German philosopher of science (born 1968)

Stephan Hartmann (born 1 March 1968) is a German philosopher and Professor of Philosophy of Science at LMU Munich, known for his contributions to formal epistemology.

==Biography==
Hartmann was born in Limburg an der Lahn in Hesse, Germany. He studied physics and philosophy at the University of Giessen in Germany and received his bachelor's degree in 1989. He received his PhD in philosophy from the same university in 1995. He was a visiting scholar at the University of Washington from 1991 to 1992. He became a lecturer in philosophy at the University of Konstanz in 1996 and taught there for two years before becoming an assistant professor of philosophy in 1998. Hartmann was a fellow at the Center for Philosophy of Science at the University of Pittsburgh from 2000 to 2001. Back in Germany in 2002 at the University of Konstanz he headed the research group Philosophy, Probability and Modelling together with Luc Bovens.

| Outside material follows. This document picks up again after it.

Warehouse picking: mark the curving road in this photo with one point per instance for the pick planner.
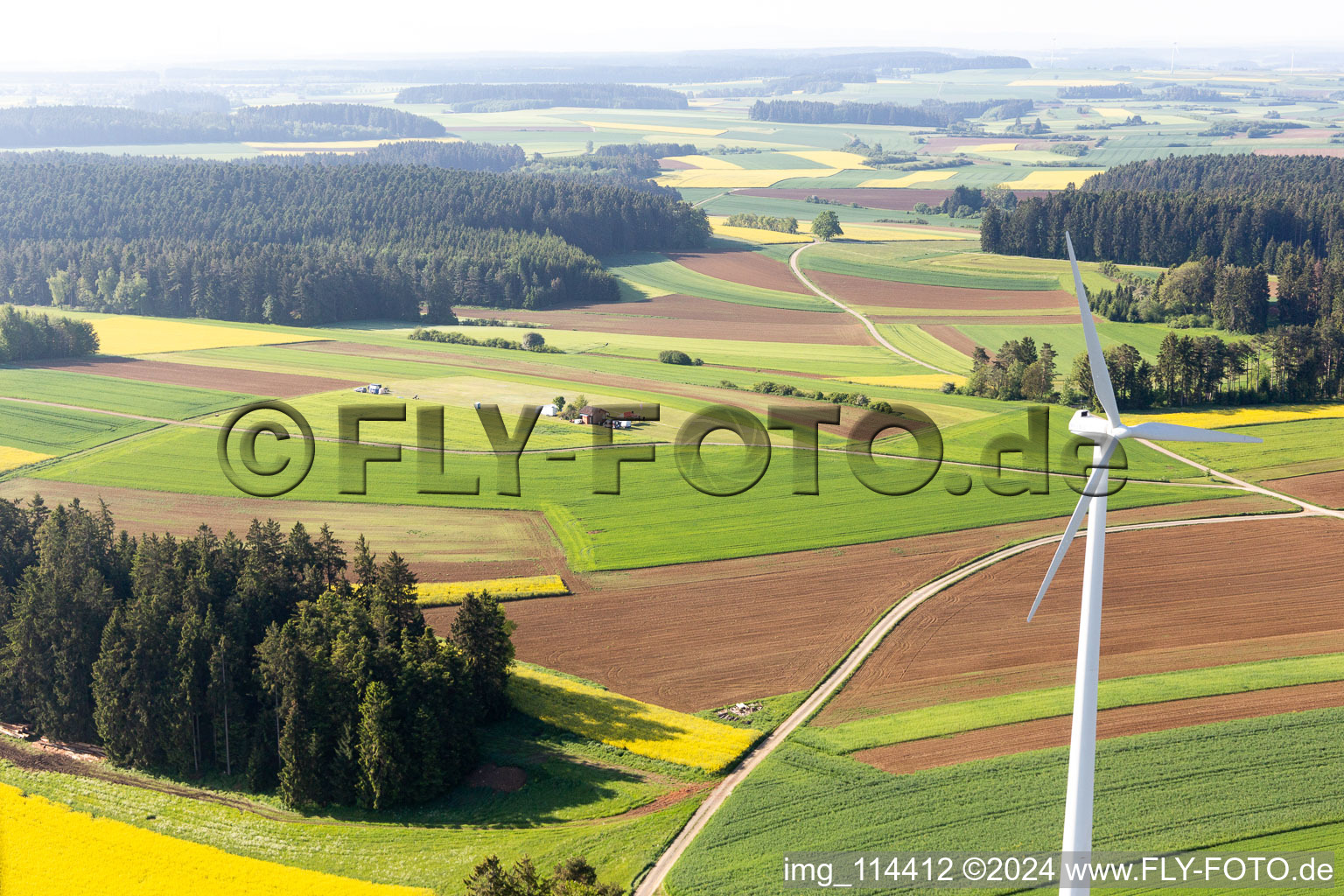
(872, 329)
(652, 883)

From 2004 to 2006 he led the Centre for Philosophy of Natural and Social Science (CPNSS) at the London School of Economics and Political Science, and became Professor in LSE's Department of Philosophy, Logic and Scientific Method. In 2007, he became Professor of Philosophy at the Tilburg University, The Netherlands, where he founded and led the Tilburg Center for Logic and Philosophy of Science (TiLPS).

In 2012 Hartmann became Professor of Philosophy of Science in the Faculty of Philosophy, Philosophy of Science and the Study of Religion at LMU Munich, where he also is co-director of the Munich Center for Mathematical Philosophy (MCMP). Hartmann is President of the European Philosophy of Science Association (2013–17) and President of the European Society for Analytic Philosophy (2014-2017). Since 2016, he is a member of the German National Academy of Sciences, Leopoldina, and since 2019, he is a member of the Bavarian Academy of Sciences and Humanities.

== Publications ==
- 2003. Bayesian Epistemology (with Luc Bovens). Oxford: Oxford University Press.
- 2006. Models in Science (with Roman Frigg). In E. Zalta (ed.): The Stanford Encyclopedia of Philosophy.
- 2011. Probabilities in Physics (ed. with Claus Beisbart). Oxford: Oxford University Press.
- 2011. Explanation, Prediction, and Confirmation (ed. with Dennis Dieks, Wenceslao J. Gonzalez, Thomas Uebel and Marcel Weber). Berlin: Springer. (The Philosophy of Science in a European Perspective series).
- 2019. Bayesian Philosophy of Science (with Jan Sprenger). Oxford: Oxford University Press.